Our Lord does not condemn the observance of rituals. He does not devalue or scorn the Law. He rebukes his critics because they had made rules and regulations the essence of religion and lost sight of what is essential. Rituals are important and should be observed but they should not be an end in themselves. They should always be seen for what they are—a means to holiness, tools that lead us to God.
Externally, the Pharisees were impeccable. For them, this was enough. They had lost sight of what was within. Within they had become proud and judgmental of others.
Our Lord would have us avoid their dangerous spiritual dilemma. While the heart is the dwelling place of our love, Jesus warns us that it can also be the storeroom of sin. We know our words and actions may be one thing and what dwells in our hearts may be another. The truth of who we are before God is found there. Our Lord gets specific and names what makes us unclean before God: evil thoughts, unchastity, theft, murder, adultery, greed, malice, deceit, licentiousness, envy, blasphemy, arrogance, and folly. (Quite a litany!) We can assist at Mass, receive the Eucharist, pray the rosary and our favorite devotions, but it is possible to hold on to things that are contrary to the spirit of the Lord.

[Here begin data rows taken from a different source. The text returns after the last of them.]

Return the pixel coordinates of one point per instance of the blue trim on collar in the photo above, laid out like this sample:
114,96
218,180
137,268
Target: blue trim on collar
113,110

St. Giuseppe Moscati was a renowned physician of Naples, who cared for the poor. Once, when the hospital could not accommodate the sick, he brought a poor patient, a woman of questionable character to his home. His sister, with whom he lived complained vehemently. The poor patient offered to leave. Dr. Moscati replied, “My sister goes to Mass every day but she doesn’t know the Gospel.”
The same can befall us. We can project the illusion of virtue but be far removed from what God desires. Pope Francis describes this by saying that we can be “Christians with good manners and terrible habits.” The Pope says: “Jesus advises us: don’t look at appearances. Go right to the truth…But if you are vain, if you are ambitious, if you are a person who always boasts about yourself or you like to brag, because you think you are perfect, do a bit of almsgiving to heal your hypocrisy. This is the way of the Lord. It is worshipping God, loving God above everything, and loving our neighbor. This is so simple, but so difficult. This can only be done with grace.”
Let us ask for this grace so that we might not fall into the trap of being ‘Christians with good manners and terrible habits.’